As of 12 o’clock today (that’s about 2 hours ago now) I am OFFICIALLY on summer break. I spent the 50 hours before that studying like a crazy person for my Calculus final. It was my second time taking this class (first time I took it was last semester, it was also the first time I ever failed a class) so I’m really hoping for better results this time. Anything is better than an F, but what I ideally need is a B-. I’m not expecting miracles over here though.
That being said, I noticed something very interested about myself while I was studying. I am practically unable to be a math wiz at the same time as a blogger. What I mean by that, is that in the last 2-3 days I was finding myself to be less and less inspired about writing, the more time I was spending with my math notes and problems.
I don’t know if that’s all in my head, but when I sat down just now to write a post I basically had nothing to say. My brain is still filled with numbers and derivatives and area between the curves and yeah. Did I lose you yet?

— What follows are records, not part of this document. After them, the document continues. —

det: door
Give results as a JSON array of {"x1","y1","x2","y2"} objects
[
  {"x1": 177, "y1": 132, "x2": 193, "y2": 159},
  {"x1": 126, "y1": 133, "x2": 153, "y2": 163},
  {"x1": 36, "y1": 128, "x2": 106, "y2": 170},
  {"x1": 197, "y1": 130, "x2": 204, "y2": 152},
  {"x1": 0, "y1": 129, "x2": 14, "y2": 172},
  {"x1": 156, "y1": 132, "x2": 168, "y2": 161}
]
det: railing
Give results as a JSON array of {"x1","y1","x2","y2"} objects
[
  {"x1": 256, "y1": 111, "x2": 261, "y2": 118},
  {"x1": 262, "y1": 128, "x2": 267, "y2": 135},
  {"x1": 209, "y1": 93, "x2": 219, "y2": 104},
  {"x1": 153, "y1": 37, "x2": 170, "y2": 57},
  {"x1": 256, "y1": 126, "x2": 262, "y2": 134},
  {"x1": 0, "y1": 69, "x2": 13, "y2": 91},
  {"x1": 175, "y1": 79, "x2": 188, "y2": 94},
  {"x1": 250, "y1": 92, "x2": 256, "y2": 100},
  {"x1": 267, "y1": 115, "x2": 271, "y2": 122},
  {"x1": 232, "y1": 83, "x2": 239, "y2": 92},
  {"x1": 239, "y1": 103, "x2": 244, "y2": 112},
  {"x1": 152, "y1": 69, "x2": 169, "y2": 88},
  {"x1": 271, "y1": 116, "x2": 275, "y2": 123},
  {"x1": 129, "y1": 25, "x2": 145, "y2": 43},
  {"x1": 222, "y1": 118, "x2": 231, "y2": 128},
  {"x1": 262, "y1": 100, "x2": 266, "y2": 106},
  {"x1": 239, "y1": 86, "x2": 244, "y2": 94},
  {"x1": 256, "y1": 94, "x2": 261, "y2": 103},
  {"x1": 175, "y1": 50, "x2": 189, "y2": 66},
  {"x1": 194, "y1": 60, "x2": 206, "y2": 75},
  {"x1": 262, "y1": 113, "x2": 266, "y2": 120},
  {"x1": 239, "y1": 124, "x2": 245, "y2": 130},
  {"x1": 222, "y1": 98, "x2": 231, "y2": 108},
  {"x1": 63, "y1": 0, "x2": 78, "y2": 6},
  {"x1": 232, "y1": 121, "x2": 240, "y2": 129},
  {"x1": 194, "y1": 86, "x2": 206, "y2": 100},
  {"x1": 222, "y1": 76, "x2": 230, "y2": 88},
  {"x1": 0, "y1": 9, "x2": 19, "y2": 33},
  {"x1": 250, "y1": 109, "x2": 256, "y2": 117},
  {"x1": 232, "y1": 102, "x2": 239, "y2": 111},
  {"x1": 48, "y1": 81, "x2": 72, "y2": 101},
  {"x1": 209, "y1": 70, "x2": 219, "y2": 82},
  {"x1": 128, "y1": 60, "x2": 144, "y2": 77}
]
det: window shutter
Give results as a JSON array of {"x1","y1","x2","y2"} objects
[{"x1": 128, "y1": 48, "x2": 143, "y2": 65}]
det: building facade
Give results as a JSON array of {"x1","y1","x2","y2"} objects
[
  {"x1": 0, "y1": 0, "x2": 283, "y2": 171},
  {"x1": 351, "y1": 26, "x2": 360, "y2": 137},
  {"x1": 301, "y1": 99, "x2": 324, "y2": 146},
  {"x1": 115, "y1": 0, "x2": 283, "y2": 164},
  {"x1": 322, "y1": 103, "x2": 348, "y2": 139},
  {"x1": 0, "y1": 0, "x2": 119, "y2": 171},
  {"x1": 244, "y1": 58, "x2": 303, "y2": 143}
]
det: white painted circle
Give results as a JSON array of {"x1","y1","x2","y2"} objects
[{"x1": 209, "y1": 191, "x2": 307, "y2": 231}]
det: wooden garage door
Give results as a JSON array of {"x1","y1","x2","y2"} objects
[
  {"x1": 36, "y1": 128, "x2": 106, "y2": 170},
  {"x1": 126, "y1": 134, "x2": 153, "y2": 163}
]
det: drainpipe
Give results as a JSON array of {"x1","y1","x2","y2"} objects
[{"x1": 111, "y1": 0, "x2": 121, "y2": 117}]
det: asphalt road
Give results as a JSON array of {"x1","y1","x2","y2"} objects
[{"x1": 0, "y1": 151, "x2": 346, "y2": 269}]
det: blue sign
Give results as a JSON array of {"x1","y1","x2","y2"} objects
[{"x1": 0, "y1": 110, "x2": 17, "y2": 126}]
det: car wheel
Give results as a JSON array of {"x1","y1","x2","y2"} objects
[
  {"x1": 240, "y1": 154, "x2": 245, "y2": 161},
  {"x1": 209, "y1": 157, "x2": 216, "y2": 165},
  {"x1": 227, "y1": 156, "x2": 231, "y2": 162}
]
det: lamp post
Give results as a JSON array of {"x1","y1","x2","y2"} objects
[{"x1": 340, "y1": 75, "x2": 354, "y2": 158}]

But now it’s SUMMER. I have just over 2 months of absolutely no homework and no school stress. Instead I’m going to work, save some money, and enjoy the beautiful days ahead. I have big plans for the summer (GREECE, yay!) but beyond that, I have big plans for myself. Now that I don’t have studying and homework constantly at the back of my mind, I want to have my goals and my achievements there instead. I want to get back into writing, besides blogging. I want to spend lots of evenings away from the computer and outside with a good book. I want to learn how to do little things that I’ve been meaning to learn, and I want to try bigger things that I’ve been putting off for months.
I think that if I manage my time properly, this summer could be truly amazing. I can’t wait to see what each day brings!